Kelly-Hayes M, Wolf P A, Kannel W B, Sytkowski P, D'Agostino R B, Gresham G E
Department of Neurology, Boston University School of Medicine, MA 02118.
Arch Phys Med Rehabil. 1988 Jun;69(6):415-8.
The distinction between factors that influence survival after stroke and those that increase the likelihood of institutionalization is an important health issue. Estimates of survival and frequency of institutionalization after stroke vary widely, depending on the patient population. A precise picture of variability of outcome from stroke may be obtained from a prospective epidemiologic study. This report uses the Framingham Study population sample of 5,184 men and women, aged 30 to 62 at entry in 1948, who were free of cardiovascular disease. All completed strokes that occurred between 1971 and 1981 were evaluated. Of the 213 patients with completed strokes, 154 survived more than 30 days. Multivariate logistic regression analysis indicated that acute survival was negatively influenced by stroke type, severity of neurologic impairment, and age. For those who survived at least 30 days, independent living was determined by social factors as much as by severity of disability. Being married protected men but not women from institutionalization. Older women, married or not, with moderate to severe residual impairment and minimal education, were at highest risk of institutionalization. In acute stroke, medical factors dominated rates of survival. However, in those who survived, family and social factors had an equal impact in determining final outcome from stroke.

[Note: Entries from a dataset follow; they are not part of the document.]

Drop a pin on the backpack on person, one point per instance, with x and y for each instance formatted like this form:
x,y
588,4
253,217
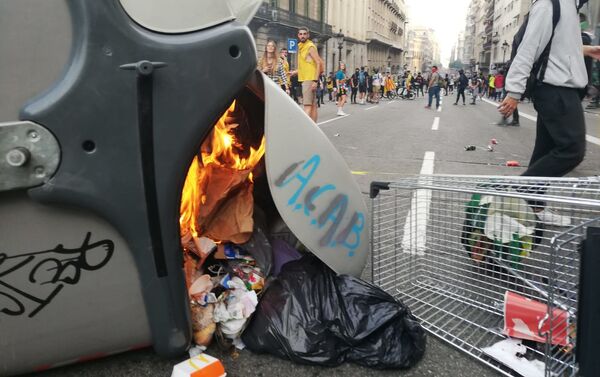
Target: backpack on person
x,y
538,70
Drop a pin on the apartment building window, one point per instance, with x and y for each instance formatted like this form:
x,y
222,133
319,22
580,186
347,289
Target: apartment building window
x,y
283,4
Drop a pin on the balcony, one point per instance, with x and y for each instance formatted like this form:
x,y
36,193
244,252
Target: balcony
x,y
373,36
274,15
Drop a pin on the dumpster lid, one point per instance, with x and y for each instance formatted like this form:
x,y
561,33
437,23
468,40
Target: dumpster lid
x,y
312,186
182,16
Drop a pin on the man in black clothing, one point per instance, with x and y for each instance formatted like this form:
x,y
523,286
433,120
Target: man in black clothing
x,y
354,86
461,84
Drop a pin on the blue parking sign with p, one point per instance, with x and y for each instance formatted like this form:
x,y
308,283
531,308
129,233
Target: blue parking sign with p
x,y
292,45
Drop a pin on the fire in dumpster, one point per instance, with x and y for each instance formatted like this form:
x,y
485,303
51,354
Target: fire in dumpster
x,y
222,170
217,208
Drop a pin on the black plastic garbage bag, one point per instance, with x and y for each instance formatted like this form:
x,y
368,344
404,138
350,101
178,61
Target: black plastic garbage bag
x,y
311,315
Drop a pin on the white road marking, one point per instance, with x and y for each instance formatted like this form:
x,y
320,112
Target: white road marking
x,y
334,119
589,138
436,124
415,227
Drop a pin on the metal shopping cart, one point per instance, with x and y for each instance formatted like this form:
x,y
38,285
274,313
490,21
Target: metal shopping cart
x,y
456,248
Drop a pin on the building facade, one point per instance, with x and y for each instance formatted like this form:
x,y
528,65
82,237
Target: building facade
x,y
508,17
386,23
280,19
349,43
468,53
423,50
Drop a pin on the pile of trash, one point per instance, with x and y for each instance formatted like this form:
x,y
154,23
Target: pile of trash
x,y
224,282
268,297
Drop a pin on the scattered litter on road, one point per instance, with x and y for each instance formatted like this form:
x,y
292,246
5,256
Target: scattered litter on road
x,y
511,352
202,365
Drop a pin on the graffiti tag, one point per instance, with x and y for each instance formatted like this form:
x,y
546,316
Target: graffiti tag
x,y
324,206
30,281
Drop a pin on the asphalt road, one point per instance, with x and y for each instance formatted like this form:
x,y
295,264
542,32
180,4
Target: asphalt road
x,y
386,142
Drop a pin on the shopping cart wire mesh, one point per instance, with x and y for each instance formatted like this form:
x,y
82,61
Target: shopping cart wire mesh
x,y
451,247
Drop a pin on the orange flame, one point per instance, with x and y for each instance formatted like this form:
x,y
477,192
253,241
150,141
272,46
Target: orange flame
x,y
221,143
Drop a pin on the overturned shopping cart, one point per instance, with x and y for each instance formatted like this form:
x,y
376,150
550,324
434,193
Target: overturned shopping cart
x,y
474,261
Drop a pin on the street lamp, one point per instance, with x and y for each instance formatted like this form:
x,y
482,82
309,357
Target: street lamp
x,y
504,48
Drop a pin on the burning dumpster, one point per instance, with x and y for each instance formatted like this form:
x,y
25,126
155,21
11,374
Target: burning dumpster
x,y
126,160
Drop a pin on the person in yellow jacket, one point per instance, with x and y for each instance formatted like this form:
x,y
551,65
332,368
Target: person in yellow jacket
x,y
310,67
389,85
492,86
286,67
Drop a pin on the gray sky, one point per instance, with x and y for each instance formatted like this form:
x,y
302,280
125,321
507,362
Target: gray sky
x,y
446,17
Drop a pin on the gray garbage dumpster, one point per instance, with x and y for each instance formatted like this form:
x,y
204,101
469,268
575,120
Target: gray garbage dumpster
x,y
104,106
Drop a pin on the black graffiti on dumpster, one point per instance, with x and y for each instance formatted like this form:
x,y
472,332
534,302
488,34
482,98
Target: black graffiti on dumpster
x,y
302,172
30,281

影响中风后生存率的因素与增加入住机构可能性的因素之间的区别是一个重要的健康问题。中风后的生存率和入住机构的频率估计差异很大,这取决于患者群体。通过前瞻性流行病学研究可以获得中风结局变异性的精确情况。本报告使用了弗雷明汉研究的人群样本,该样本包括1948年纳入研究时年龄在30至62岁之间、无心血管疾病的5184名男性和女性。对1971年至1981年间发生的所有完全性中风进行了评估。在213例完全性中风患者中,154例存活超过30天。多变量逻辑回归分析表明,急性生存期受到中风类型、神经功能缺损严重程度和年龄的负面影响。对于那些至少存活30天的患者,独立生活由社会因素和残疾严重程度共同决定。已婚男性而非女性可免于入住机构。年龄较大的女性,无论已婚与否,有中度至重度残余功能缺损且受教育程度低,入住机构的风险最高。在急性中风中,医学因素主导生存率。然而,在存活的患者中,家庭和社会因素在决定中风最终结局方面具有同等影响。